Mit beispielsweise der Guava-Bibliothek ist man besser aufgestellt: Die darin enthaltene Futures-Klasse liefert Callbacks, die aufgerufen werden, wenn der asynchrone Aufruf ein Ergebnis hat. Das ist angenehm, weil nirgendwo zu blockieren ist, wenn die Ergebnisbehandlung in den Callback verlegt wurde. Es wird allerdings problematisch, wenn der Entwickler asynchrone Aufrufe kombinieren und ineinander schachteln will, denn verschachtelte Callbacks werden schnell unübersichtlich und unverständlich. Das passiert aber recht schnell, wenn man etwa zunächst Übersichtsinformationen holt, um dann jeweils Detailinformationen nachzuholen, wie im folgenden Beispiel beim Holen von Video-Bewertungen zu sehen:

import java.util.concurrent._
import Executors._
import com.google.common.util.concurrent._

case class User(name: String, videos: List[Video])
case class Video(id: String, rating: Rating)
case class Rating(rating: Int)

trait VideoService {
def getVideos(user: User): Future[List[Video]]
def getRating(video: Video): Future[Rating]
}

object Videos extends VideoService {
def getVideos(user: User) = async(user.videos)
def getRating(video: Video) = async(video.rating)

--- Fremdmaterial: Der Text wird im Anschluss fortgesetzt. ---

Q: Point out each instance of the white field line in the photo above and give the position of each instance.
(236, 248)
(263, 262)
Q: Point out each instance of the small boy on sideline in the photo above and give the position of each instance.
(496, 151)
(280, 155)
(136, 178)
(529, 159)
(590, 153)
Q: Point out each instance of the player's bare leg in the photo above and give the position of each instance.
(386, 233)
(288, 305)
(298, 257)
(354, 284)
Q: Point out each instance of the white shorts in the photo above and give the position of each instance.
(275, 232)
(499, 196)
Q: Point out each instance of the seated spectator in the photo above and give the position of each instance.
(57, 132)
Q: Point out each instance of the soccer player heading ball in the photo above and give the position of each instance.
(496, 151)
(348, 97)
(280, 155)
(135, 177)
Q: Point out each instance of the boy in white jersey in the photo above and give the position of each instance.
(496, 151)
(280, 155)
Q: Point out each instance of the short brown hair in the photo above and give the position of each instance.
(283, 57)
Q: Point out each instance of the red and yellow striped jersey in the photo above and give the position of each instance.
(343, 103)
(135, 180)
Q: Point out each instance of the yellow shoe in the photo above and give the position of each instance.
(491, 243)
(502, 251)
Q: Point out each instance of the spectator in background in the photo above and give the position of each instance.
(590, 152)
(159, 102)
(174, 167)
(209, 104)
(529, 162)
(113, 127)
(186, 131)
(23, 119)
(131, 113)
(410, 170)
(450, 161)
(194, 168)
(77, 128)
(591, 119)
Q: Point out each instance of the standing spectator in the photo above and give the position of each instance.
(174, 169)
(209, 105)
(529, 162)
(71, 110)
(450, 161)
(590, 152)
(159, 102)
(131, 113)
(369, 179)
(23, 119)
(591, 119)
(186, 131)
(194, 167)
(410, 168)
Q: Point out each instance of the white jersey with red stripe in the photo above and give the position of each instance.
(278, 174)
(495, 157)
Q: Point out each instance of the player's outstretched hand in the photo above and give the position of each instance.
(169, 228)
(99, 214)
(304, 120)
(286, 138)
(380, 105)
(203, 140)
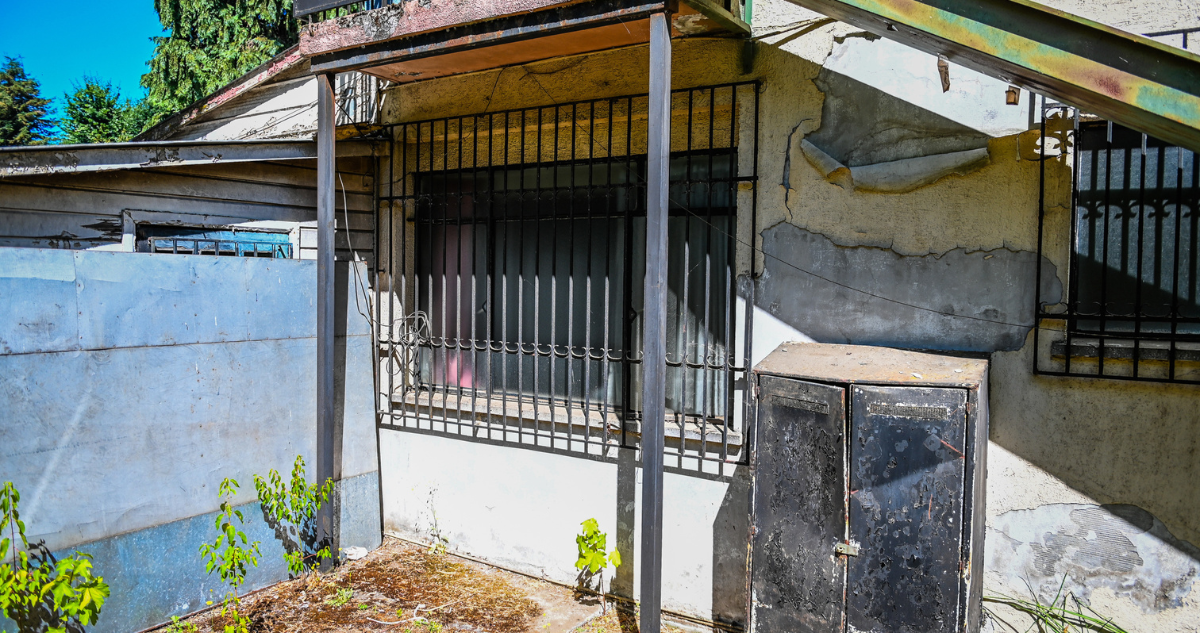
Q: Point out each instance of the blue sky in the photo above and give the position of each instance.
(61, 42)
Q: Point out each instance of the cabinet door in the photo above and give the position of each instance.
(799, 507)
(906, 469)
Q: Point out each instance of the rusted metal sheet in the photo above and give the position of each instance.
(1119, 76)
(799, 507)
(405, 19)
(515, 28)
(906, 495)
(876, 366)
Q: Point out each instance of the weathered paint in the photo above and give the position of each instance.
(132, 384)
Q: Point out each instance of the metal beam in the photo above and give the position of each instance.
(1122, 77)
(327, 426)
(654, 324)
(117, 156)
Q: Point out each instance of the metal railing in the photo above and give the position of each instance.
(510, 273)
(310, 11)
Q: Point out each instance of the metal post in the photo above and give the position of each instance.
(325, 213)
(654, 323)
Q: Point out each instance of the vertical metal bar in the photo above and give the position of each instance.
(654, 323)
(1175, 260)
(628, 290)
(1137, 284)
(537, 283)
(730, 273)
(521, 237)
(445, 247)
(1104, 252)
(748, 402)
(1073, 266)
(1042, 216)
(490, 261)
(474, 277)
(325, 411)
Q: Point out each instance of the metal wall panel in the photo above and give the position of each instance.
(799, 507)
(906, 482)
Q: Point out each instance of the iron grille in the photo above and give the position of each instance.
(1132, 306)
(510, 273)
(193, 246)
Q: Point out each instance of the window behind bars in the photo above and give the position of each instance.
(1133, 297)
(511, 299)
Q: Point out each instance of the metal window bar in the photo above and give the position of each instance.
(1132, 307)
(193, 246)
(511, 252)
(358, 98)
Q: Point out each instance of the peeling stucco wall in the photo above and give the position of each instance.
(946, 264)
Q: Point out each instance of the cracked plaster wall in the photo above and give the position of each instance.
(965, 245)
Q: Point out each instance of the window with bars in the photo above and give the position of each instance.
(513, 293)
(213, 241)
(1133, 297)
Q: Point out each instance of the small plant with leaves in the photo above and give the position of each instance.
(36, 591)
(292, 510)
(341, 597)
(594, 556)
(229, 555)
(1063, 614)
(178, 626)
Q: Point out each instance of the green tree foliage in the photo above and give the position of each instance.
(24, 115)
(95, 113)
(293, 513)
(36, 591)
(213, 42)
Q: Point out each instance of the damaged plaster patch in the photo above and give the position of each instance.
(894, 176)
(1119, 547)
(971, 301)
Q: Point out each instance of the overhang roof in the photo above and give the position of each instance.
(113, 156)
(1122, 77)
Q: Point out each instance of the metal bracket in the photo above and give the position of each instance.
(846, 549)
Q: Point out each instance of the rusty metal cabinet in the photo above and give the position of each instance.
(868, 470)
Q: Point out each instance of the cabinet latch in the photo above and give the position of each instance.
(846, 549)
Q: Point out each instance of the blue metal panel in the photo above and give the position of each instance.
(37, 301)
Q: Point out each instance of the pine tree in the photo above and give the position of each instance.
(24, 114)
(214, 42)
(95, 113)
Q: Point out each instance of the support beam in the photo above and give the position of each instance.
(325, 173)
(1122, 77)
(654, 336)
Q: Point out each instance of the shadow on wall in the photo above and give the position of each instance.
(731, 534)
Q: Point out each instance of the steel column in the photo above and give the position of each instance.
(325, 227)
(654, 362)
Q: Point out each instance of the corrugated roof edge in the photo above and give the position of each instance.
(40, 160)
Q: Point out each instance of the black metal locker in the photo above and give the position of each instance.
(867, 476)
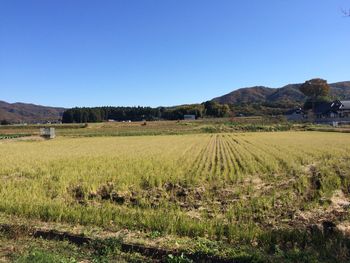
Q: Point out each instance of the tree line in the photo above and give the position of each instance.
(99, 114)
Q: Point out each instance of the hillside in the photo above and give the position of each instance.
(289, 93)
(23, 112)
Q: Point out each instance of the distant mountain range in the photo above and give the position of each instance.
(23, 112)
(289, 93)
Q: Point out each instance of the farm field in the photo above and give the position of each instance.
(244, 196)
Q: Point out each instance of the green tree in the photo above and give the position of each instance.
(314, 89)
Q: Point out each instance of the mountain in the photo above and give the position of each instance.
(289, 93)
(31, 113)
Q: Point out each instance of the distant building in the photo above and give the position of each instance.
(189, 117)
(333, 112)
(48, 133)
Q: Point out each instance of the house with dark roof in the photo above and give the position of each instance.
(335, 111)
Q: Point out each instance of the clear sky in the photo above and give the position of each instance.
(165, 52)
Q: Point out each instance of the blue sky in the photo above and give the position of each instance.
(165, 52)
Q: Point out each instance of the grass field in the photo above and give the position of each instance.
(235, 188)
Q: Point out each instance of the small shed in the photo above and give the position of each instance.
(189, 117)
(48, 133)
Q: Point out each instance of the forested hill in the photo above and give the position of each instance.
(258, 100)
(289, 94)
(24, 112)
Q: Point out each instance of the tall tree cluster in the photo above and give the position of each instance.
(98, 114)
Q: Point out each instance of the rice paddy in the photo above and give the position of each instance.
(229, 187)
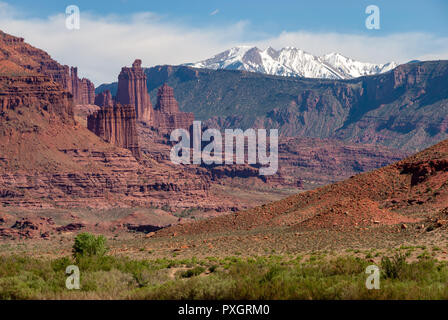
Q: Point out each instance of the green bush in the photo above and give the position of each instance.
(395, 267)
(193, 272)
(88, 245)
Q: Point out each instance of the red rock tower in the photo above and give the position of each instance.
(104, 99)
(167, 116)
(132, 90)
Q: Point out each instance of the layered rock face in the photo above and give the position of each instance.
(37, 92)
(25, 59)
(405, 108)
(83, 90)
(116, 125)
(104, 99)
(132, 90)
(166, 112)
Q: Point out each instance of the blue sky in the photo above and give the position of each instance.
(267, 16)
(113, 33)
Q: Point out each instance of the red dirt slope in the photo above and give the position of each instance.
(402, 192)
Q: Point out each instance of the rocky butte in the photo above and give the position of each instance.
(132, 90)
(166, 112)
(117, 125)
(16, 51)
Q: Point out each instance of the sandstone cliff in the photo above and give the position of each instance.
(132, 90)
(167, 115)
(116, 125)
(27, 59)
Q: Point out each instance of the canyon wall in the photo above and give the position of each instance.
(166, 112)
(24, 58)
(83, 90)
(116, 125)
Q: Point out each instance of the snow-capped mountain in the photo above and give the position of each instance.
(293, 62)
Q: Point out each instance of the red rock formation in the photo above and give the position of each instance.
(32, 60)
(104, 99)
(132, 90)
(83, 89)
(166, 102)
(116, 125)
(166, 112)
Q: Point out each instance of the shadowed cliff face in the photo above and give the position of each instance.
(19, 57)
(167, 116)
(132, 91)
(405, 108)
(116, 125)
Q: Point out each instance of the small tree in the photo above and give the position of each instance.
(87, 245)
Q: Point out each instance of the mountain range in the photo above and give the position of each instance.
(406, 108)
(291, 62)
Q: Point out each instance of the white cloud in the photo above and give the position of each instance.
(106, 43)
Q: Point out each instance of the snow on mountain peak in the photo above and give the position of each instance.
(293, 62)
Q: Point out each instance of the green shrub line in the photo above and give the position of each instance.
(257, 277)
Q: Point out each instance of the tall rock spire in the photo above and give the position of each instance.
(166, 102)
(132, 90)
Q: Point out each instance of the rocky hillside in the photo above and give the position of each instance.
(406, 108)
(291, 62)
(412, 190)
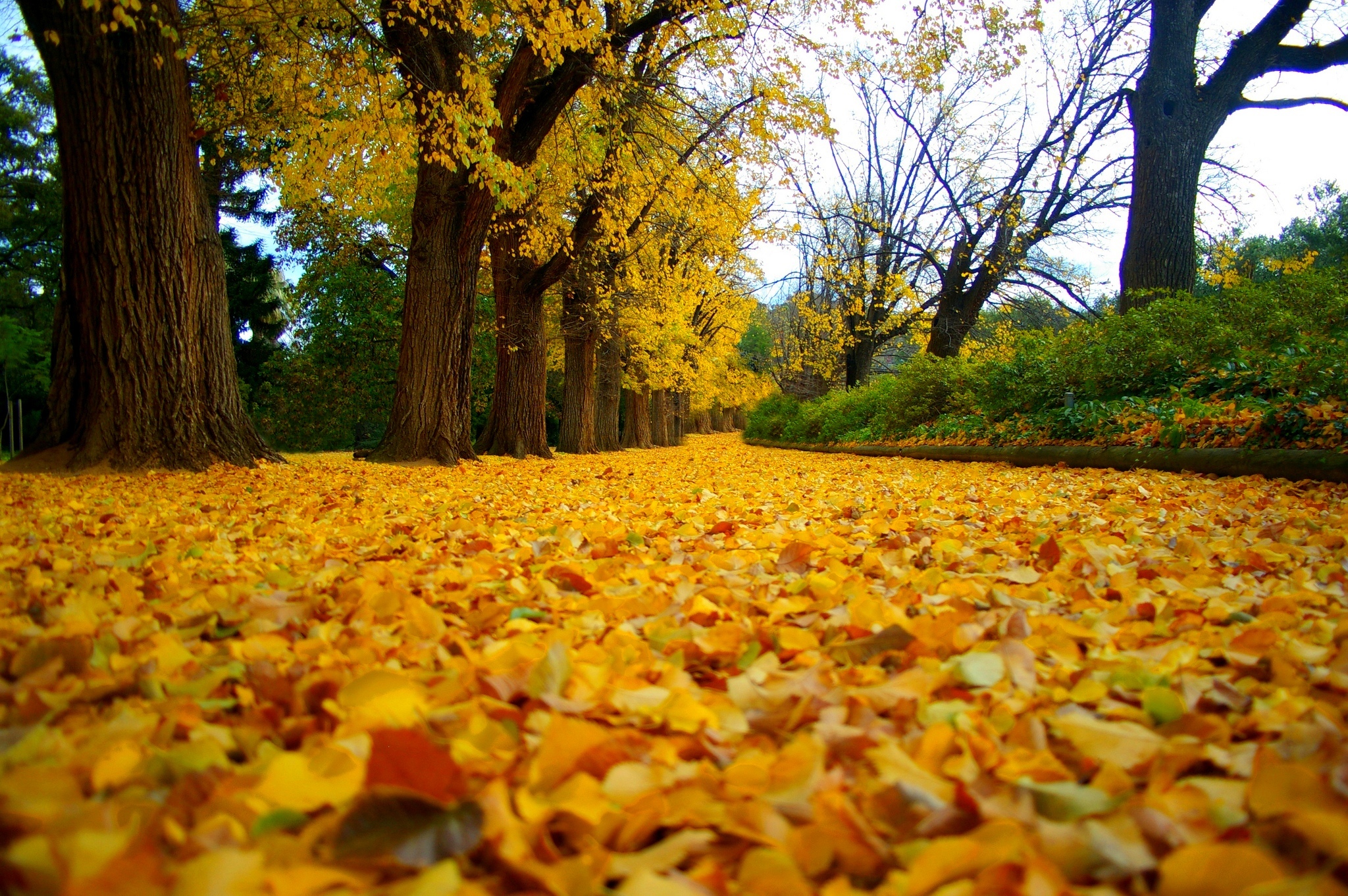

private val executor = newSingleThreadExecutor

private def async[T](op: => T) = {
val task = ListenableFutureTask.create(
new Callable[T] { def call: T = op })
executor submit task
task
}

def shutdown = executor.shutdown
}

object Main extends App {
val videos = Videos.getVideos(
User("joe", List(Video("V1", Rating(9)),
Video("V2", Rating(3)))))

Futures addCallback (videos,
new FutureCallback[List[Video]] {

def onSuccess(videos: List[Video]): Unit = for {
video <- videos
rating = Videos.getRating(video)
} {
Futures addCallback (rating,
new FutureCallback[Rating] {

def onSuccess(rating: Rating): Unit =
println(s"Rating: $rating")

def onFailure(e: Throwable): Unit =
println("getRating: Failure!")
})
}

def onFailure(e: Throwable): Unit =
println("getVideos: Failure!")
})

Videos.shutdown
}

Es liegt in der Natur der Sache, dass asynchrone APIs viele asynchrone Aufrufe miteinander kombinieren wollen. Die sogenannte "Callback-Hölle" scheint vorprogrammiert zu sein, oder mit den Worten von Evan Czaplicki, dem Erfinder der (Reactive-)Programmiersprache Elm: "Callbacks are the modern 'goto'." Man braucht also etwas Besseres als Callbacks. Dabei ist die wesentliche Anforderung, dass es sich beliebig kombinieren und schachteln lassen muss.